だからアイゼルは先ほどの言葉を賢者ジョークとして聞き流す。
「寝るなら僕を王都に戻してからにしてよ」
「自分で戻れよ……。『正一位』だろ……」
「疲れてんだよ。こっちも」
「俺いま月治したよね?」
「ほら、あんた先輩だろ。後輩が困ってるんだぞ」
「ケッ、都合の良いときだけ後輩面しやがって」
「おいおい。そんなこと言っていいの? 僕が最後の後輩だぞ? 最後の大罪だぞ?」
「……分かったよ。つれて帰ってやるよ」
賢者は心底嫌そうな顔をしながら立ち上がると、『七冠』のうち三つをその場で回転させゲートを作る。
「ほれ、通るぞ」
「サンキュー先輩」
賢者に続いてアイゼルはゲートをくぐると、目の前にメイシュとサフィラがいた。
「アイゼル!」
「それと賢者も!?」
「俺はおまけ扱いかいな……」
賢者はひどく疲れた顔をして、部屋の出口に向かった。

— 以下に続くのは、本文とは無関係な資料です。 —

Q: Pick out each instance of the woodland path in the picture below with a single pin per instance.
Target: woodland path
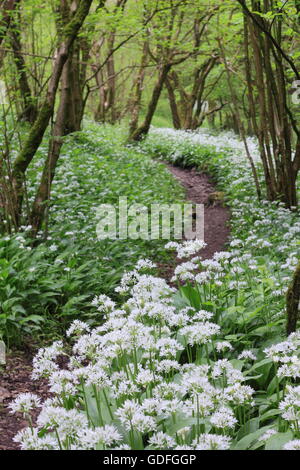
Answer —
(16, 377)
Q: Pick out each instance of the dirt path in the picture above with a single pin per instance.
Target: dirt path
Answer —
(199, 187)
(16, 378)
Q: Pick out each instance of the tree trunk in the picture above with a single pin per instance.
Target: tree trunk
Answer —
(135, 105)
(145, 126)
(173, 105)
(293, 299)
(29, 109)
(37, 132)
(63, 126)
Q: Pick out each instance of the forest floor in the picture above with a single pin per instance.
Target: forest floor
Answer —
(16, 377)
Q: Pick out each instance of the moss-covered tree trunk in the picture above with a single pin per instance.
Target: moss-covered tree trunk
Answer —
(145, 126)
(293, 300)
(69, 34)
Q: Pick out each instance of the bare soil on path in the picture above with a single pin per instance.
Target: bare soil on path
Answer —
(16, 377)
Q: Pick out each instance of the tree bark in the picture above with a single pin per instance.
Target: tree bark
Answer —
(293, 299)
(145, 126)
(23, 160)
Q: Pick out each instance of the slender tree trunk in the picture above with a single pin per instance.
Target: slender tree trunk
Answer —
(293, 299)
(36, 134)
(145, 126)
(135, 105)
(63, 126)
(239, 121)
(29, 111)
(173, 104)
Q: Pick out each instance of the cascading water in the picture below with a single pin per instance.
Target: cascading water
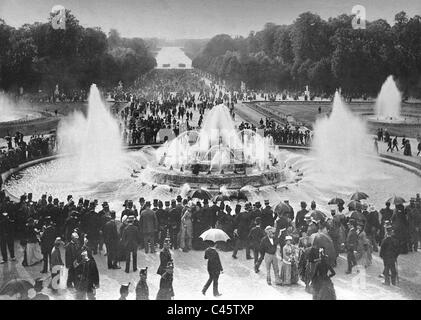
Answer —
(388, 103)
(341, 145)
(95, 141)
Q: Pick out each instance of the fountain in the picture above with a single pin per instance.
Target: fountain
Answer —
(341, 143)
(388, 104)
(94, 142)
(218, 158)
(388, 112)
(217, 155)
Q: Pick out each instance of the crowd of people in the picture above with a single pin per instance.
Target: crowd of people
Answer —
(308, 242)
(19, 151)
(384, 135)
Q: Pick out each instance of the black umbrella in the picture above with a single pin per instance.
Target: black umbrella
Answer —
(359, 196)
(238, 195)
(281, 209)
(355, 205)
(336, 201)
(16, 286)
(396, 200)
(221, 197)
(200, 194)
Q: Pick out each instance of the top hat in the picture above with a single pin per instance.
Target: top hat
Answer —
(124, 288)
(143, 271)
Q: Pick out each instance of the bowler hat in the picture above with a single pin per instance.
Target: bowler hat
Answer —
(143, 271)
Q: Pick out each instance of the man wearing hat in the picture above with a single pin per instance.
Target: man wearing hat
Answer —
(142, 289)
(111, 238)
(72, 252)
(291, 210)
(162, 217)
(212, 213)
(124, 291)
(389, 252)
(56, 263)
(412, 215)
(148, 225)
(38, 286)
(268, 246)
(7, 237)
(47, 242)
(214, 269)
(385, 215)
(351, 245)
(242, 224)
(164, 257)
(300, 223)
(130, 240)
(255, 237)
(166, 291)
(268, 217)
(175, 223)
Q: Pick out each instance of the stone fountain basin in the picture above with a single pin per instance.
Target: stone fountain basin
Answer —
(214, 181)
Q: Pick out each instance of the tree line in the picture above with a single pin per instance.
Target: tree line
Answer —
(322, 54)
(37, 57)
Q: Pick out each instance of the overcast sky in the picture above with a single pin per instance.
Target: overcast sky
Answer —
(172, 19)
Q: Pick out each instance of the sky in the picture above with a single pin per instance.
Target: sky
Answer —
(183, 19)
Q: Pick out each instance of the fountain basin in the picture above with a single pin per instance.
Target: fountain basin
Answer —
(216, 180)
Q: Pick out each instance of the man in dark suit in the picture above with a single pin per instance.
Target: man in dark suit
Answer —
(300, 221)
(268, 218)
(389, 251)
(111, 241)
(47, 242)
(148, 225)
(130, 239)
(351, 245)
(242, 224)
(268, 246)
(255, 237)
(214, 269)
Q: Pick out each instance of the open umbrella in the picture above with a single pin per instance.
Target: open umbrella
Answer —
(238, 195)
(200, 194)
(396, 200)
(214, 235)
(317, 215)
(359, 196)
(16, 286)
(355, 205)
(281, 209)
(221, 197)
(336, 201)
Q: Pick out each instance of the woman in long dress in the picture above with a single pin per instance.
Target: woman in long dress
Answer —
(289, 269)
(322, 285)
(364, 248)
(32, 249)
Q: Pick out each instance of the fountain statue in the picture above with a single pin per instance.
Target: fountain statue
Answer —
(217, 155)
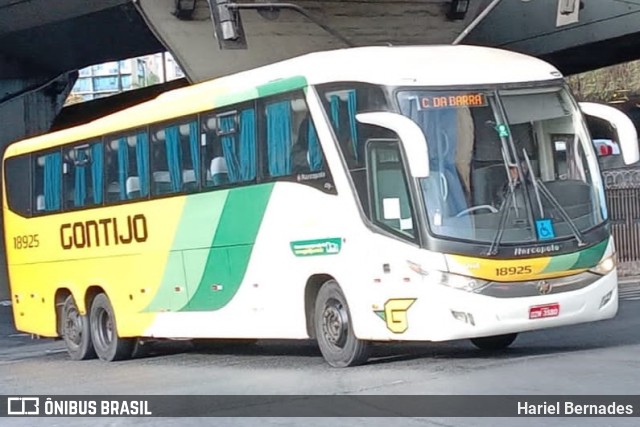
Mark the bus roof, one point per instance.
(439, 65)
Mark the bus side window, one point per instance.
(127, 166)
(18, 178)
(229, 147)
(293, 147)
(82, 175)
(47, 183)
(175, 158)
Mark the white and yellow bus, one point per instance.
(368, 194)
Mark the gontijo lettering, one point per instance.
(104, 232)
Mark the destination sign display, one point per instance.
(456, 100)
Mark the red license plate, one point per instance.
(542, 311)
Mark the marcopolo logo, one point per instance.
(330, 246)
(23, 406)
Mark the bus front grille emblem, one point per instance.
(544, 287)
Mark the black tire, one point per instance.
(104, 333)
(497, 342)
(334, 331)
(75, 331)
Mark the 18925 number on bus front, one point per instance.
(26, 241)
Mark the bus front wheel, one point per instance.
(108, 345)
(75, 331)
(334, 330)
(497, 342)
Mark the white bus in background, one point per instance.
(368, 194)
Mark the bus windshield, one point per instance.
(509, 166)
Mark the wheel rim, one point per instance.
(335, 323)
(73, 327)
(103, 329)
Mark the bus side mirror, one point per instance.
(627, 135)
(411, 137)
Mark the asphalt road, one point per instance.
(598, 358)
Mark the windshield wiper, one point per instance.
(504, 214)
(539, 187)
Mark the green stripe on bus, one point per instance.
(592, 256)
(229, 257)
(198, 223)
(586, 258)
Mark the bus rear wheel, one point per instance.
(104, 333)
(75, 331)
(334, 330)
(497, 342)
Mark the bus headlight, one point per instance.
(464, 283)
(605, 266)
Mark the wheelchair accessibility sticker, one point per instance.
(545, 230)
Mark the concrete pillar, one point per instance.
(30, 99)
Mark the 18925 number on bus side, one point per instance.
(26, 241)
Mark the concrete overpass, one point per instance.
(44, 42)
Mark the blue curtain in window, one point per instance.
(228, 140)
(174, 160)
(80, 189)
(142, 161)
(193, 144)
(97, 165)
(52, 181)
(352, 108)
(279, 138)
(123, 167)
(335, 113)
(315, 153)
(247, 144)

それを見届けようとした瞬間、アイゼルは自分の身体がふらりと倒れたことに気が付いた。
「あ……れ……?」
「そりゃ後遺症だ。これから一週間ほど、死んだように眠るからちゃんと面倒みてやれよ」
賢者はそこにいた二人の少女にそういうと、一際大きな欠伸をして部屋から出た。それを見届けるよりも先にアイゼルは深い眠りに落ちていった。